Generate embeddings from text using an embedding model.

Summary

Functions

embed(model, text, opts \\ [])

Computes an embedding for a single text.

embed_batch(model, texts, opts \\ [])

Computes embeddings for multiple texts.

Types

t()

@type t() :: [float()]

Functions

embed(model, text, opts \\ [])

@spec embed(LlamaCppEx.Model.t(), String.t(), keyword()) ::
  {:ok, t() | binary()} | {:error, String.t()}

Computes an embedding for a single text.

Options

:n_ctx - Context size. Defaults to 2048.
:pooling_type - Pooling type. Defaults to :unspecified (model's default). Values: :unspecified, :none, :mean, :cls, :last.
:normalize - Normalization mode. 2 = L2 (default), 0 = max-abs, -1 = none.
:format - :list (default) returns a list of floats; :binary returns the raw native-endian f32 binary as produced by the NIF — zero-copy and directly loadable via Nx.from_binary(bin, :f32).

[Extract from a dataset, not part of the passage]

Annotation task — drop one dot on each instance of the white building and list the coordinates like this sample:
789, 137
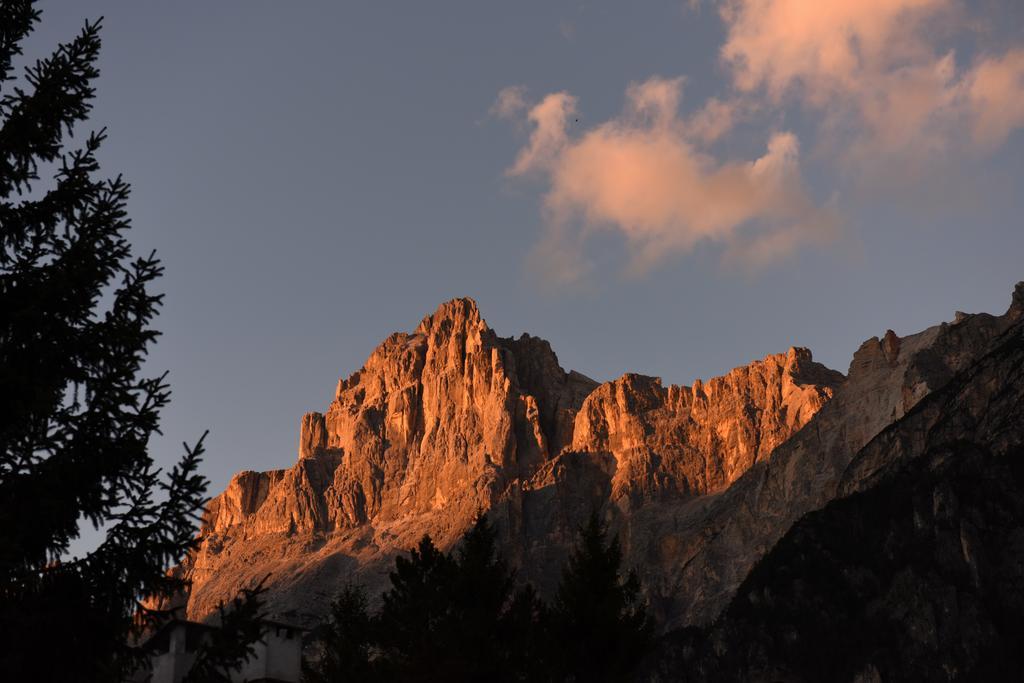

embed_batch(model, texts, opts \\ [])

@spec embed_batch(LlamaCppEx.Model.t(), [String.t()], keyword()) ::
  {:ok, [t()]} | {:error, String.t()}

Computes embeddings for multiple texts.

Packs multiple texts into a single context as distinct sequences and decodes them in batches, rather than allocating a fresh context (and KV cache) per text. Accepts the same options as embed/3, plus:

:max_batch_sequences - Max texts per decode batch. Defaults to 64.

Pooled embeddings only. When :pooling_type is :none (no per-sequence pooled vector exists), falls back to one context per text.